Wednesday, April 16, 2014

A Painted Cross

I feel like we've been talking about Easter around our house for a few months now.  I guess it probably started soon after Valentine's Day.  At the first mention of Easter, Olivia commented on how she is going to get a basket.  This sort of shocked me.  I don't remember saying that to her any time recently, but I can't imagine that she remembers from last year.  I asked her what would be in her basket and she replied "Eggs!".  I asked what was in the eggs and she said, "eggs!". :)  So she has been talking about her Easter basket and Easter eggs for a while now.  I think the basket and eggs are fun, and I have no problem with her looking forward to getting it.  I don't think she expects anything.  She'd probably be just as happy with empty eggs, actually.  But I wanted to make sure that she didn't think Easter was just all about getting eggs.  When it came time to doing a craft, I wanted to choose something that was related to the real meaning of Easter.  So I chose a simple cross.

I took a large white piece of "finger painting" paper and made a cross on it with blue painters tape.

Then I gave Olivia some of that glitter paint we used at Halloween and let her get to painting.

While she painted I tried to talk to her about why we celebrate Easter. How do you explain that to a two year old?
Honestly, I don't think she has any concept of death, so I was finding it a little challenging.

But I basically told her that Jesus died on the cross for our bad choices (sins). That is the part she remembers.  Whether she understands it or not, I don't know.  I tried to help it make sense and explained that he rose again on the third day.

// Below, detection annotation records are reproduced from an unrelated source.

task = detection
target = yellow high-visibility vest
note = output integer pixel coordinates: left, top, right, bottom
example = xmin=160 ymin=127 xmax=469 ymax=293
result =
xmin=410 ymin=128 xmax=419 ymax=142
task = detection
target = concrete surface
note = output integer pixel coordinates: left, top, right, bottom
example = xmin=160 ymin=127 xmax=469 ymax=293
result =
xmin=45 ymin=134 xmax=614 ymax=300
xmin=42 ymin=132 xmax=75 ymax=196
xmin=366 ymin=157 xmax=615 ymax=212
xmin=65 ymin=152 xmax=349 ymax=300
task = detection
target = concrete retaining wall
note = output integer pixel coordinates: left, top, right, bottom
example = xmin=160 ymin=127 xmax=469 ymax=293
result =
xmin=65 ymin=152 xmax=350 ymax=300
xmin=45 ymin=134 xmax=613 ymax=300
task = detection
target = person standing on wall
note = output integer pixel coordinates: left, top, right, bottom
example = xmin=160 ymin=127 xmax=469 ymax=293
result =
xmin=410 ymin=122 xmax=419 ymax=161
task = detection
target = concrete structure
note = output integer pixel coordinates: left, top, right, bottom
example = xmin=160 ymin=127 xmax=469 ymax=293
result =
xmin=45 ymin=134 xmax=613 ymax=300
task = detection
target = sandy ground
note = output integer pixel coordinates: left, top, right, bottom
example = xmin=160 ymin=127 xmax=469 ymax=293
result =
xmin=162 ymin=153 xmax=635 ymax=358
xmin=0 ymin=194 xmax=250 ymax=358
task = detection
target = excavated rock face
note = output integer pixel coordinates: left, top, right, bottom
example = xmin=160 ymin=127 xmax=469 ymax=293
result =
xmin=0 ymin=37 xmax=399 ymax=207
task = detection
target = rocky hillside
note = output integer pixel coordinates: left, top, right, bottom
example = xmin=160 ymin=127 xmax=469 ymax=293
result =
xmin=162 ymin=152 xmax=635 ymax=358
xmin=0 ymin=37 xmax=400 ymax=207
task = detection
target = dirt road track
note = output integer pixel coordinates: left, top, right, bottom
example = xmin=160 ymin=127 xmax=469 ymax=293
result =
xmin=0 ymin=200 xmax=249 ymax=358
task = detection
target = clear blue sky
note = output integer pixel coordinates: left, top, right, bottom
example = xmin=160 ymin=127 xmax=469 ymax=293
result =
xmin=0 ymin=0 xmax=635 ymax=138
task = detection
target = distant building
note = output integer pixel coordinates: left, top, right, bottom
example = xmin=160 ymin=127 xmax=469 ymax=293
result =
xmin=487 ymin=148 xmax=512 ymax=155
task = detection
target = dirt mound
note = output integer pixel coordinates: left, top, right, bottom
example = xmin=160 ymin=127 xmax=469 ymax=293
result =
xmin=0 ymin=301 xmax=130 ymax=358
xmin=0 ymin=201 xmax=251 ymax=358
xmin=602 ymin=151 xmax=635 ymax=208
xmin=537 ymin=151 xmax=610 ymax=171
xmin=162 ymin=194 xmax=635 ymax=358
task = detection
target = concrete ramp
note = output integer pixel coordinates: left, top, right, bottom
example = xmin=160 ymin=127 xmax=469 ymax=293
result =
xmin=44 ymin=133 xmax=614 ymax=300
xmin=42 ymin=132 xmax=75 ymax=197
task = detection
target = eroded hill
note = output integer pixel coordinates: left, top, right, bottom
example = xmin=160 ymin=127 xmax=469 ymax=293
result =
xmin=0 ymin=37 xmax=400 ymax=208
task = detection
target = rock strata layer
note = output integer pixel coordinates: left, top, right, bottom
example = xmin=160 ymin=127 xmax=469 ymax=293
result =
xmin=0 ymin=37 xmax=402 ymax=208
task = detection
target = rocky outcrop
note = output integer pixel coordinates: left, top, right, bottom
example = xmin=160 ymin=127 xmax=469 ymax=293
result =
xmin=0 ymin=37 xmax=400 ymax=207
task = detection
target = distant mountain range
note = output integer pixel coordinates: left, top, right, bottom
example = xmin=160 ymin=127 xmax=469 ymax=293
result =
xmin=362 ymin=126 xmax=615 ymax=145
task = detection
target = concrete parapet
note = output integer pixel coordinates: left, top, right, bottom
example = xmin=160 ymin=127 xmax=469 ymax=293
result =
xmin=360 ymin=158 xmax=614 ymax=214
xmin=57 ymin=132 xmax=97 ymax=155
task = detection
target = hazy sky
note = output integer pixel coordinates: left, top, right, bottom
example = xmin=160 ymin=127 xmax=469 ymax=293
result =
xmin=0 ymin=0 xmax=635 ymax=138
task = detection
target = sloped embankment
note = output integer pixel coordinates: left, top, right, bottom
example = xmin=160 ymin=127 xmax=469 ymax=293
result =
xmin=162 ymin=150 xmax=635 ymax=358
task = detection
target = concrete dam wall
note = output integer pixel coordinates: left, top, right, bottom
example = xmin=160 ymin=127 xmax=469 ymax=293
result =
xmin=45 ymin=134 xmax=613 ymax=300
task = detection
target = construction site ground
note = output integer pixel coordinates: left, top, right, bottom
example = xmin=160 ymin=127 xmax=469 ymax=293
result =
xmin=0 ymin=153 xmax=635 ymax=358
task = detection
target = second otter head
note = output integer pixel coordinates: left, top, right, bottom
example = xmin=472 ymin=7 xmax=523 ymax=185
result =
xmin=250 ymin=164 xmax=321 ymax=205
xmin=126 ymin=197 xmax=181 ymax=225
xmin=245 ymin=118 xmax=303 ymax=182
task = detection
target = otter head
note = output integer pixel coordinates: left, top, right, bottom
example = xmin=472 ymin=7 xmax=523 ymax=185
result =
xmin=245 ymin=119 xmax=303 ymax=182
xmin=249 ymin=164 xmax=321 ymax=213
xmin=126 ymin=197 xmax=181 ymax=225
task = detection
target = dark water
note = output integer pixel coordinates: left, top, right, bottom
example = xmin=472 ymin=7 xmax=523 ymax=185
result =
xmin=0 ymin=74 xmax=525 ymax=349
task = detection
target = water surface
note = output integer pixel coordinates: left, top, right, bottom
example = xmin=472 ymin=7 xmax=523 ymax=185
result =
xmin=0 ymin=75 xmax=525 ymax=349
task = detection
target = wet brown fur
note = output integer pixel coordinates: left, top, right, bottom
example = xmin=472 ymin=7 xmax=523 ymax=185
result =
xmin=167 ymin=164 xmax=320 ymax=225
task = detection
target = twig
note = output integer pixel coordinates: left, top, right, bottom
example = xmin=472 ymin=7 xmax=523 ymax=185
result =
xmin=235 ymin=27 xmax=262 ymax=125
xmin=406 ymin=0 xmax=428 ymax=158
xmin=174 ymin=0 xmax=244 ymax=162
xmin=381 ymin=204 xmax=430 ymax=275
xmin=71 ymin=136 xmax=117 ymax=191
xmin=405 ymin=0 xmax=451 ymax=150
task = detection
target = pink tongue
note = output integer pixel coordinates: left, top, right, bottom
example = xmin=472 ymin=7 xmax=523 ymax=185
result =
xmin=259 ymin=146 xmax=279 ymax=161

Even if she doesn't quite understand, it did start us talking about it.  We did this last week.  Since then she will randomly say, "Mommy, remember what Easter is all about?" and I will ask her what and she will reply, "The cross".  I will ask her what about the cross and she will say, "Jesus died on the cross" and then she will wait a minute and say, "And rose again!"  I'm sure these are just words at this point, but at least it's a start.

And her beautiful artwork is hanging on the fridge to help remind us all.

1 comment:

  1. Never underestimate what little hearts are capable of learning....sometimes better than big hearts. beautiful painting.